Tahun 2020 telah tiba menyambut, di mana Anda dan saya memulai lembar baru dalam buku kehidupan. Sebagian dari kita mungkin siap menghadapinya.
Namun, saya turut mengerti dan memahami bahwa sebagian dari Anda juga mungkin merasa depresi, resah, kusut, dan tidak berpengharapan menghadapi tahun baru. Gejala yang terjadi pada pergantian tahun ini sudah tidak asing lagi dan dialami banyak orang.
Penelitian mengungkapkan bahwa gejala musiman ini merupakan sebuah pola yang ternyata merupakan salah satu gejala gangguan mental, biasa lebih dikenal dengan sebutan New Year's blues dan SAD (Seasonal Affective Disorder).
Dr. Rosenthal, seorang psikiatris dan penemu istilah Seasonal Affective Disorder, mengungkapkan bahwa gangguan awal musiman ini dapat menurunkan produktivitas dan hubungan interpersonal seseorang.

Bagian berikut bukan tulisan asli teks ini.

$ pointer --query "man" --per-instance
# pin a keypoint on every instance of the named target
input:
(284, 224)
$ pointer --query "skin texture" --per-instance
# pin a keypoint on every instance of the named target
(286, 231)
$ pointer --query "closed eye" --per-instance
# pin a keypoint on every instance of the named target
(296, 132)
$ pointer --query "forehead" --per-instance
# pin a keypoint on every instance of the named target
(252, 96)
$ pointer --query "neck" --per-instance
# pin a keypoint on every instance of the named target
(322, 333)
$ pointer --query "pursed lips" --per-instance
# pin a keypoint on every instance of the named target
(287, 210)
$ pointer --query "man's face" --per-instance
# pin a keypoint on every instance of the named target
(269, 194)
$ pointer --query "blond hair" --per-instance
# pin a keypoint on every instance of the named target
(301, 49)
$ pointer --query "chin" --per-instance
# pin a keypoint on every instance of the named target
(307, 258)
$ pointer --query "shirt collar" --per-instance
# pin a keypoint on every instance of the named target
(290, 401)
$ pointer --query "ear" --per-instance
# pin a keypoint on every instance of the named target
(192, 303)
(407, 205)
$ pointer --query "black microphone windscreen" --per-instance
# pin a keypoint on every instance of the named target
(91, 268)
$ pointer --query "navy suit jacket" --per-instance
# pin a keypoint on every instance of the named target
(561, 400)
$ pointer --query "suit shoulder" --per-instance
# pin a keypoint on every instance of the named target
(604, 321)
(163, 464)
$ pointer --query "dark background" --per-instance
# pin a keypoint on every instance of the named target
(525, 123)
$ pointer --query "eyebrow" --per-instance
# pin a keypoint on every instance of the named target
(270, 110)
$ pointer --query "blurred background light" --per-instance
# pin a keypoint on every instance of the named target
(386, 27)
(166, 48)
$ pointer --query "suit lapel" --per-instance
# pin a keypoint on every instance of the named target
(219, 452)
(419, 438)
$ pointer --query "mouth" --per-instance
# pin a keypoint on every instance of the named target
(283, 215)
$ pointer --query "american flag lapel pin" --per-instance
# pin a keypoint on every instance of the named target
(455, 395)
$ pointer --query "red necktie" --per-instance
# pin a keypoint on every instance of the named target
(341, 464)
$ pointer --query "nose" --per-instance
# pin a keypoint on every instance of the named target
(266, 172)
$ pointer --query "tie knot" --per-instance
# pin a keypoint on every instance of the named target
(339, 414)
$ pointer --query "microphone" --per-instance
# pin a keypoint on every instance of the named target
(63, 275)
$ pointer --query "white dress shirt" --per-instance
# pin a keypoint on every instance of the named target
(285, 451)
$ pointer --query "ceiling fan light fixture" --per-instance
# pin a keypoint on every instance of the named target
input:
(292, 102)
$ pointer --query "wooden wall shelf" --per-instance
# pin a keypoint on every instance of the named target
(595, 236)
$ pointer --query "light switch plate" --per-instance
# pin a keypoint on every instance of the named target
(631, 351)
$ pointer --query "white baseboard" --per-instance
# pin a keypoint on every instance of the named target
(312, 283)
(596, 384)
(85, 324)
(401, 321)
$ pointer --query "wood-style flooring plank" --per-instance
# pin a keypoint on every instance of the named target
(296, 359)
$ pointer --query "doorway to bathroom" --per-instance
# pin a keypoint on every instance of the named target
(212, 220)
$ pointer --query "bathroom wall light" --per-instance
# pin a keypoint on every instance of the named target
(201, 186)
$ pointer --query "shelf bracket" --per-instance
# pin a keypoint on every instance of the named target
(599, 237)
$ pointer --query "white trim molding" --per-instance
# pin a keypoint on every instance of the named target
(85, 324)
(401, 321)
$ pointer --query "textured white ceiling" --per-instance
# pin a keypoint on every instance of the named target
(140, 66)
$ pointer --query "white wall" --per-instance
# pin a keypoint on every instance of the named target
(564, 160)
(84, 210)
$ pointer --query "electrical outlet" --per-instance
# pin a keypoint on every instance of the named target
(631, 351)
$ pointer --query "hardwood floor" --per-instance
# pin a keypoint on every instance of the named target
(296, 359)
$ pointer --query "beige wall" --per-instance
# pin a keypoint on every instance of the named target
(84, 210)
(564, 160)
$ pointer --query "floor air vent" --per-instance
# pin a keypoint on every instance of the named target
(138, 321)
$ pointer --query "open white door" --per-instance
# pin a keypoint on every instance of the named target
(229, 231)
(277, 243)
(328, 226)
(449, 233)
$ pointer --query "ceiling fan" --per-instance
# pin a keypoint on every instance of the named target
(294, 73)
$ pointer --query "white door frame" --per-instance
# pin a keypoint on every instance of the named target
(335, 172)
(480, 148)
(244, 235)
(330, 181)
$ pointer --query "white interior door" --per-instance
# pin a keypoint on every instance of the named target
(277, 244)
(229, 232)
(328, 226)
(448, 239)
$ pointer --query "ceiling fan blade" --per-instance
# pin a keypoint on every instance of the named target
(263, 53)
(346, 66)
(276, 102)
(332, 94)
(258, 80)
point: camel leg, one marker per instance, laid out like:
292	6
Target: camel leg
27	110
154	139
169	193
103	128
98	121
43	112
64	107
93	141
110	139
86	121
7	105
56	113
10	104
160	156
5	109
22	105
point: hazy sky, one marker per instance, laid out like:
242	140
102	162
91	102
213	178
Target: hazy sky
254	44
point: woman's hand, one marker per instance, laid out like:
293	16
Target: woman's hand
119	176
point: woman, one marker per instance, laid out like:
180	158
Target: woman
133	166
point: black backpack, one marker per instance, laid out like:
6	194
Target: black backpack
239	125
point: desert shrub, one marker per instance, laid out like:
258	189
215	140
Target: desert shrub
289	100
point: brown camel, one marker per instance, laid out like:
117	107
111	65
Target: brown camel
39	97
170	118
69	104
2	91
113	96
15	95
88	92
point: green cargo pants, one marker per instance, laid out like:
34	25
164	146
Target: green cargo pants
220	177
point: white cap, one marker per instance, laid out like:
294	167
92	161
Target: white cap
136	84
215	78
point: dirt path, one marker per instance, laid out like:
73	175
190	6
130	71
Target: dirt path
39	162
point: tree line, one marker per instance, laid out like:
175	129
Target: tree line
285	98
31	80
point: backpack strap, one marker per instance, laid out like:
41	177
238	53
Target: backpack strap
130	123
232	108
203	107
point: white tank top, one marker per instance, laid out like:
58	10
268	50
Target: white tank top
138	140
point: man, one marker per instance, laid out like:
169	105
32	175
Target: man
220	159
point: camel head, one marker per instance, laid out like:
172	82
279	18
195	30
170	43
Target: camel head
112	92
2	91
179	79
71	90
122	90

Tidak hanya itu, perkembangan teknologi yang memudahkan Anda dan saya untuk melihat kehidupan orang lain melalui social media dapat memperparah gejala ini beberapa kali lipat gandanya. Tidak heran jika gejala galau ini dapat menuju terhadap gangguan mental yang lebih serius seperti depresi berat, bipolar disorder, dan gangguan jiwa lainnya.
Lalu, apa solusinya? Itu mungkin yang menjadi pertanyaan sejuta umat yang mengkumandangkan solusi sebagai jawaban dari permasalahan mereka. Kebanyakan dari kita secara sadar dan tidak sadar ingin langsung membereskan masalah-masalah yang ada dengan mencari sebuah solusi. Mau cepat beres, mau instan, dan tidak mau ribet. Padahal, sebuah permasalahan terjadi karena faktor-faktor yang perlu Anda dan saya ketahui.
Jadi jika sebagian dari Anda merasa seperti itu, tunggu dulu.. mari kita lanjutkan dan resap permasalahan ini secara menyeluruh dan lebih dalam. Melalui penelitian dan perkembangan gaya hidup dengan teknologi media sosial pada zaman modern ini, setidaknya ada beberapa akibat yang bisa Anda dan saya telusuri lebih lanjut.
Membandingkan Kehidupan Pribadi
Sudah tidak asing lagi jika pada masa liburan dan pergantian tahun ini story facebook atau instagram berbanjiran dengan pameran kebahagiaan orang lain.
Kita merasa malu dan kecewa terhadap kegagalan-kegagalan yang kita dapatkan.
Semakin kita menghabiskan waktu berkutat dan memantau social media, semakin kita membandingkan pencapaian hidup kita dengan orang lain.